そんなこんなで時は流れ、スウェーデン語を使うことに安心感を覚えるようになってきた。無事にCEFRのC1に到達し、本配属が決まった。
私の職場はスウェーデン語が公用語なのだが、たまに英語を使う機会があったりする。いつからか、英語を話すのが億劫になった。スウェーデン語と英語は文法が似ているし、一部の単語は英語と同じスペルでスウェーデン語読みする。
そんなんなので、英語で話し始めたのに途中からスウェーデン語に切り替わってしまうのだ。
例えば、
🇯🇵何かお薬は飲んでいますか?
🇸🇪Tar du några mediciner?
🇬🇧Are you taking any medications?
で、
🇬🇧Are you taking 🇸🇪några mediciner?
こうなる。
何てこった!ギアがいうこと聞きやしない。入ったかと思えばゆるゆるなのですぐ戻る。
これ、意外にも日本人の私だけでなく、実はスウェーデン語学習者でよく知られている現象だった。ドイツ人、スペイン人、ルーマニア人、ポーランド人と様々な国から来た同僚たちが口を揃えて言う。「スウェーデン語を安心して使えるようになると、英語が話せなくなる。」私のドイツ人上司はイギリスでガッツリ働いていたのに、かなり意識しないと英語が出てこないらしい。ポーランド人の同僚はロシア語も堪能だが、スウェーデン語習得前は英語に支障はなかったという。

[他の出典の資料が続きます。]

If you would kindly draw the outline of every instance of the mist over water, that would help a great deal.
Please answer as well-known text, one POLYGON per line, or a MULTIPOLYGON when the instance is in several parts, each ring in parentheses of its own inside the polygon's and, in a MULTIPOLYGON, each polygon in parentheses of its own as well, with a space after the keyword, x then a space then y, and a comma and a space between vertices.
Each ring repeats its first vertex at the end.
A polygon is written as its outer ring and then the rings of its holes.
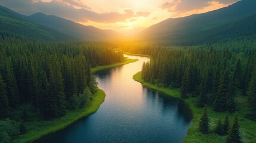
POLYGON ((36 142, 181 142, 192 114, 181 100, 147 88, 132 76, 147 57, 94 74, 105 101, 94 114, 36 142))

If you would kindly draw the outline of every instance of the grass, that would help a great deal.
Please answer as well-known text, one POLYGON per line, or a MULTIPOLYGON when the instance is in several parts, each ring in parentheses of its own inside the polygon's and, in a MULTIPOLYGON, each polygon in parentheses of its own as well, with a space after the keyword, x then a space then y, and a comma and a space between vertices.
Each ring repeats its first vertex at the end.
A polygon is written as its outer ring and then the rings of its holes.
MULTIPOLYGON (((97 66, 91 69, 92 73, 117 67, 119 66, 127 64, 138 61, 137 59, 125 58, 122 63, 115 63, 111 65, 97 66)), ((100 104, 104 101, 105 93, 103 91, 97 89, 97 93, 94 95, 90 104, 84 108, 77 110, 67 110, 66 114, 60 118, 52 120, 44 120, 38 117, 39 115, 33 113, 33 107, 26 105, 26 108, 29 109, 29 113, 31 115, 30 121, 25 123, 28 128, 28 132, 17 136, 14 141, 14 142, 31 142, 39 139, 49 133, 63 129, 70 125, 78 120, 88 116, 97 111, 100 104)), ((17 111, 17 114, 20 114, 21 111, 24 107, 20 107, 20 110, 17 111)))
POLYGON ((94 113, 105 100, 105 93, 98 89, 88 107, 75 111, 68 110, 66 114, 52 120, 44 120, 39 118, 26 123, 29 132, 14 139, 14 142, 31 142, 43 136, 63 129, 76 120, 94 113))
POLYGON ((118 67, 118 66, 119 66, 121 65, 129 64, 129 63, 135 62, 137 61, 138 61, 138 59, 131 59, 131 58, 125 58, 125 61, 124 62, 115 63, 115 64, 110 64, 110 65, 97 66, 95 67, 91 68, 91 71, 92 73, 95 73, 95 72, 98 72, 99 70, 110 69, 110 68, 112 68, 112 67, 118 67))
MULTIPOLYGON (((149 88, 159 91, 168 95, 175 98, 180 98, 179 89, 169 89, 167 88, 159 88, 157 85, 151 84, 148 82, 143 82, 141 79, 141 72, 136 73, 133 76, 133 79, 149 88)), ((256 129, 256 122, 245 117, 248 113, 248 107, 246 104, 247 97, 242 95, 240 92, 238 92, 236 97, 236 102, 237 103, 237 112, 239 120, 240 133, 242 138, 243 142, 256 142, 256 134, 255 129, 256 129)), ((193 114, 193 123, 190 127, 187 135, 183 140, 183 142, 224 142, 226 136, 221 136, 214 133, 212 131, 219 118, 221 118, 223 122, 226 115, 226 113, 215 112, 212 110, 211 107, 208 108, 208 116, 210 118, 210 129, 211 132, 209 134, 203 134, 198 131, 198 124, 201 114, 203 113, 203 108, 197 108, 195 103, 197 101, 196 98, 190 98, 188 99, 181 99, 186 102, 190 108, 193 114)), ((235 114, 230 114, 229 120, 230 124, 232 123, 235 114)))

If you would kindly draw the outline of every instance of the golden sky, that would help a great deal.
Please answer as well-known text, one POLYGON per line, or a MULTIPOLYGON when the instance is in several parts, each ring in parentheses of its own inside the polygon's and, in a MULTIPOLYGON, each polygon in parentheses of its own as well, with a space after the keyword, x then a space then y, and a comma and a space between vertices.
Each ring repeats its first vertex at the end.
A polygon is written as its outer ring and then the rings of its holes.
POLYGON ((168 18, 227 7, 239 0, 1 0, 25 15, 41 12, 102 29, 134 33, 168 18))

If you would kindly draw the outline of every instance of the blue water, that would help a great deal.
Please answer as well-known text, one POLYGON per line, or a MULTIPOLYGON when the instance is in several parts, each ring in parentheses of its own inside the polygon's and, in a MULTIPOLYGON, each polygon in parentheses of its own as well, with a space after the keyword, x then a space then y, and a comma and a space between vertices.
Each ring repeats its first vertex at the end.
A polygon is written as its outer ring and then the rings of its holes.
POLYGON ((181 142, 192 114, 181 100, 147 88, 132 76, 147 57, 94 74, 105 101, 98 111, 35 142, 181 142))

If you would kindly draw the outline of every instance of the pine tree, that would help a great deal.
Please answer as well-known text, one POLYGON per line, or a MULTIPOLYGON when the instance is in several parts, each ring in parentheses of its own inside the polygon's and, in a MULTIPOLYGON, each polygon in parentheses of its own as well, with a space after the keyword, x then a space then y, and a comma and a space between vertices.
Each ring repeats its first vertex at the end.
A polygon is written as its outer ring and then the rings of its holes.
POLYGON ((18 104, 18 89, 17 86, 16 79, 13 73, 11 59, 9 58, 6 64, 7 71, 7 96, 10 106, 16 107, 18 104))
POLYGON ((21 122, 20 125, 20 132, 21 134, 24 134, 27 132, 27 129, 26 125, 21 122))
POLYGON ((23 109, 23 111, 22 111, 22 113, 20 115, 20 118, 23 122, 26 122, 29 120, 29 113, 27 113, 27 110, 25 108, 23 109))
POLYGON ((221 120, 220 119, 218 120, 218 123, 216 125, 216 127, 214 129, 215 133, 218 135, 223 135, 223 125, 221 123, 221 120))
POLYGON ((225 116, 225 120, 224 121, 224 124, 223 126, 223 135, 227 135, 228 131, 229 130, 229 113, 227 113, 225 116))
POLYGON ((215 111, 224 111, 227 110, 227 96, 230 94, 229 70, 227 69, 222 72, 218 94, 213 104, 215 111))
POLYGON ((239 126, 238 125, 238 116, 235 117, 234 123, 233 123, 230 129, 229 130, 226 143, 240 143, 241 138, 239 133, 239 126))
POLYGON ((232 78, 229 85, 229 94, 227 94, 226 110, 229 112, 233 112, 236 109, 236 102, 235 101, 235 80, 232 78))
POLYGON ((5 118, 8 113, 9 101, 8 100, 6 84, 0 74, 0 119, 5 118))
POLYGON ((250 116, 252 119, 256 120, 256 67, 249 83, 247 95, 249 97, 248 104, 251 108, 250 116))
POLYGON ((206 93, 206 81, 205 78, 203 78, 199 86, 199 98, 198 100, 197 106, 203 107, 207 104, 207 95, 206 93))
POLYGON ((203 133, 209 132, 209 117, 207 114, 207 105, 205 105, 204 112, 200 118, 199 131, 203 133))
POLYGON ((240 85, 242 73, 241 61, 240 58, 239 58, 235 64, 235 69, 233 73, 234 83, 235 86, 236 87, 239 87, 240 85))

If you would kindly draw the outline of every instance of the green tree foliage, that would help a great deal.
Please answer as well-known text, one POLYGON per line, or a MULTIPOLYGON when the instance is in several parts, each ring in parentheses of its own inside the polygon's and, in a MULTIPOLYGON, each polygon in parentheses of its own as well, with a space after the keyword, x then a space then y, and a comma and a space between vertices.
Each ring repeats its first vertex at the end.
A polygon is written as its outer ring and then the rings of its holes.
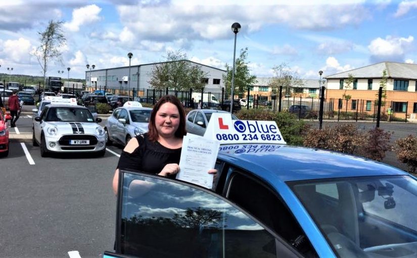
POLYGON ((291 95, 291 88, 302 88, 304 84, 297 72, 293 71, 286 63, 282 63, 272 67, 273 76, 268 85, 271 87, 272 94, 279 92, 280 87, 285 90, 286 95, 291 95))
POLYGON ((37 59, 43 74, 43 89, 46 83, 46 75, 49 61, 56 59, 62 62, 62 47, 67 40, 62 31, 62 22, 49 21, 43 31, 38 31, 40 45, 32 53, 37 59))
MULTIPOLYGON (((243 98, 244 93, 248 91, 248 88, 256 82, 256 76, 251 75, 248 65, 248 48, 241 50, 239 57, 236 59, 235 72, 235 83, 234 94, 238 95, 239 98, 243 98)), ((225 93, 227 96, 230 96, 231 89, 231 77, 233 64, 231 66, 226 64, 226 73, 223 75, 223 81, 225 87, 225 93)), ((228 97, 227 97, 227 98, 228 97)))
POLYGON ((181 50, 168 51, 165 62, 154 66, 148 81, 152 89, 201 91, 205 85, 203 78, 207 73, 201 66, 187 60, 187 55, 181 50))

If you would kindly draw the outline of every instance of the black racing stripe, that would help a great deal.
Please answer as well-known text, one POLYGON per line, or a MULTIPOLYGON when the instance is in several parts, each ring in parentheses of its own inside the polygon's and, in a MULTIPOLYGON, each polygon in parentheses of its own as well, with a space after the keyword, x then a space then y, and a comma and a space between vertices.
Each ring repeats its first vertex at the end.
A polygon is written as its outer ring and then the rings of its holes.
POLYGON ((75 123, 75 125, 77 125, 78 127, 78 131, 81 132, 81 134, 84 134, 84 128, 82 127, 82 125, 81 123, 75 123))
POLYGON ((73 134, 76 134, 77 132, 78 132, 78 130, 77 128, 77 125, 75 125, 75 123, 68 123, 71 125, 71 127, 72 128, 72 133, 73 134))

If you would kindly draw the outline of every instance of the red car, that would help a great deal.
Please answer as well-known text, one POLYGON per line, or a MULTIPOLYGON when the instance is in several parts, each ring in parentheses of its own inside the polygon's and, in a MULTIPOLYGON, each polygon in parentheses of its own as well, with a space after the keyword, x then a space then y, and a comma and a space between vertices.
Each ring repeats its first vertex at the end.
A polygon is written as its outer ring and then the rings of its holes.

スウェーデン人はほぼ誰もが英語を流暢に話すのと比べると、何が違うのだろうか。フィンランド語学習ではこんなことはなかった。到達レベルなのか、やっぱり言語そのものなのか、原因は一体なんなのだろう。脳科学の人にたずねたらわかるのだろうか。
CEFRのC1に到達して数年、上達のスピードは緩やかだが、思い返すとやっぱりちゃんと進歩している。スウェーデン語のラジオ番組やテレビ番組を学習することを意識せず楽しめるようになったり、2年前に見たテレビシリーズの印象が当時とまるで違うなど、進歩を感じられるのは嬉しい。このままスウェーデン語がさらに上達したら、また英語は戻ってくるのだろうか、スウェーデン人が英語が混じることなく流暢に話せるように。